Duodenal GLP-1 signaling regulates hepatic glucose production through a PKC-δ-dependent neurocircuitry

• Published in: Cell death & disease Vol. 8; no. 2; p. e2609
• Main Authors: Yang, Mengliu, Wang, Jinzhi, Wu, Shaobo, Yuan, Lei, Zhao, Xiaodong, Liu, Chaohong, Xie, Jing, Jia, Yanjun, Lai, Yerui, Zhao, Allan Zijian, Boden, Guenther, Li, Ling, Yang, Gangyi
• Format: Journal Article
• Language: English
• Published: England Nature Publishing Group 09.02.2017
• Subjects: Animals; Duodenum - metabolism; Glucagon-Like Peptide 1 - metabolism; Glucagon-Like Peptide-1 Receptor - metabolism; Glucose - metabolism; Homeostasis - physiology; Insulin - metabolism; Liver - metabolism; Original; Protein Kinase C-delta - metabolism; Rats; Receptors, N-Methyl-D-Aspartate - metabolism; Signal Transduction - physiology
• ISSN: 2041-4889; 2041-4889
• DOI: 10.1038/cddis.2017.28

Intestinal glucagon-like peptide-1 (GLP-1) is a hormone that stimulates insulin secretion and acts as a neuropeptide to control glucose homeostasis, but little is known whether intestinal GLP-1 has any effect in the control of hepatic glucose production (HGP).

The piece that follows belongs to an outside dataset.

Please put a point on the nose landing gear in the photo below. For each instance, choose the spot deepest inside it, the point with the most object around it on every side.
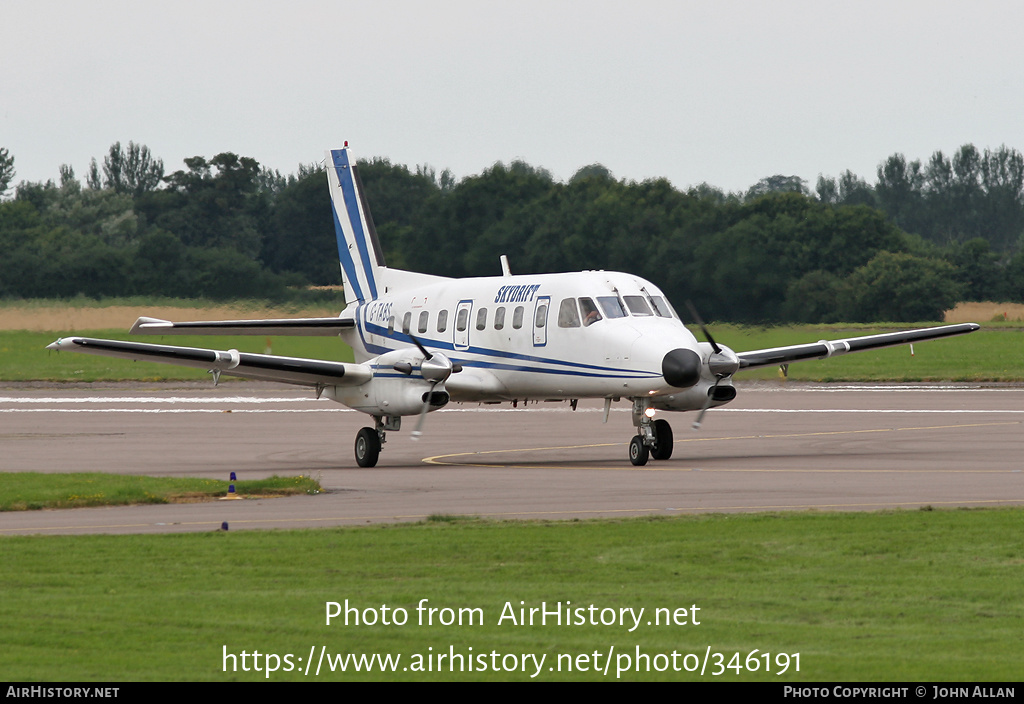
(654, 438)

Here we found that intraduodenal infusion of GLP-1 activated duodenal PKC-δ, lowered HGP and was accompanied by a decrease in hepatic expression of gluconeogenic enzymes and an increase in hepatic insulin signaling in rats. However, gut co-infusion of either the GLP-1 receptor antagonist Ex-9, or the PKC-δ inhibitor rottlerin with GLP-1, negated the ability of gut GLP-1 to lower HGP and to increase hepatic insulin signaling during clamps. The metabolic and molecular signal effects of duodenal GLP-1 were also negated by co-infusion with tetracaine, pharmacologic inhibition of N-methyl-d-aspartate receptors within the dorsalvagal complex, or hepatic vagotomy in rats. In summary, we identified a neural glucoregulatory function of gut GLP-1 signaling.